One of my favorite Charles Darwin quotes is from The Descent of Man: “Ignorance more frequently begets confidence than does knowledge.” Sadly, it appears that lately there are a lot of confident people out there when it comes to knowing what’s real in this universe and what’s not. And science and scientists have taken a bit of a beating. With media darlings like “Climategate” and mismanaged flu outbreaks on one side, and the rise of religious extremism on the other, I’m sometimes frightened that science is being edged out, marginalized by all those folks who seem much more certain than I of the ways of the world. Is it true? Are we really getting medieval on ourselves?
Sometimes, perhaps just for comfort’s sake, I find it’s a good idea to check in with the base and make sure we’re all pretty much on the same page. To that, Scientific American just posted what seem like some encouraging numbers from a web survey that “suggests that the scientifically literate public still trusts its experts.”

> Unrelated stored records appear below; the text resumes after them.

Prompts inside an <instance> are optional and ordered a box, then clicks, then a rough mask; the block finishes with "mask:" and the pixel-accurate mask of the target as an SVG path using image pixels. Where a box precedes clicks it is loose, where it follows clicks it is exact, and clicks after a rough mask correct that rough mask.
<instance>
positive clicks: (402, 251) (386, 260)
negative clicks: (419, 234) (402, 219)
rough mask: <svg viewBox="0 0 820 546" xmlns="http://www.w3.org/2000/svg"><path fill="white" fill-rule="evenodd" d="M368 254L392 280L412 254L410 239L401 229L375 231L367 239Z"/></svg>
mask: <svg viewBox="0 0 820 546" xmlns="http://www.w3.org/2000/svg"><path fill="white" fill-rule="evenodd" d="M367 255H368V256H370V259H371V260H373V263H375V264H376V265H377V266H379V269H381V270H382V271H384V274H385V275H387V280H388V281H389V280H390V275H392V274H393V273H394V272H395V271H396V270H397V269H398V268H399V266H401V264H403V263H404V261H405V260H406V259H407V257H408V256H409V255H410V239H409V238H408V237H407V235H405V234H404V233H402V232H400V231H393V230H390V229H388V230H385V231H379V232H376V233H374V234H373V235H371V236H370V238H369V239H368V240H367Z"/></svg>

To conduct the survey, SA joined forces with its “sister publication,” Nature, to poll online readers and got a huge response – more than 21,000 people. The publications acknowledge it was “a supportive and science-literate crowd,” with nearly 20 percent identifying themselves as PhDs. Nevertheless, the survey points to some interesting trends and some wide variations of viewpoints within the community.
Happily, these variations are not apparent regarding the big question of “Who do you believe about stuff?” When asked how much scientists were trusted “to provide accurate information about important issues in society” versus others groups, such as politicians, religious leaders and friends and family, scientists came out way ahead (four out of five stars as opposed to religious leaders getting only about one and a half stars). What’s interesting, though, is that respondents trust scientists on certain subjects like evolution (that’s for you, Charles) and the origin of the universe, but much less so on issues like flu pandemics, depression drugs, pesticides, genetically modified crops and vitamin supplements. It’s almost as if respondents sniffed out the potential for profits and the possibility of scientists being, how shall we say, less than straightforward.
Another interesting line of questions regards one of our fave topics, climate change denial, particularly among us gringos. “Numerous polls show a decline in the percentage of Americans who believe humans affect climate,” says SA, “but our survey suggests the nation is not among the worst deniers.”
Turns out we’re happily behind France, Japan and Australia on this dubious list. But there’s good news here too as “among those respondents who have changed their opinions in the past year, three times more said they are more certain than less certain that humans are changing the climate.”
One heartening, and particularly timely area of inquiry, indicates that respondents still feel, despite the global econominic situation, that putting cash into science is a good ROI (return on investment) strategy. In fact, 72 percent of respondents think that “investment in basic science is one of the best ways to stimulate jobs and the economy.”
The survey looks into a number of other interesting areas as well, including science and politics, “techno fears” and “suspicion over the flu.” The SA post also has some nifty graphics for you at-a-glance folks.
I do realize that SA is asking the choir (albeit one with a diverse voice) for answers here, but sometimes, when the din of dumb gets loud enough, it helps to turn around, face the home crowd and ask, “You still with us?” A resounding “Yes!” is nice to hear.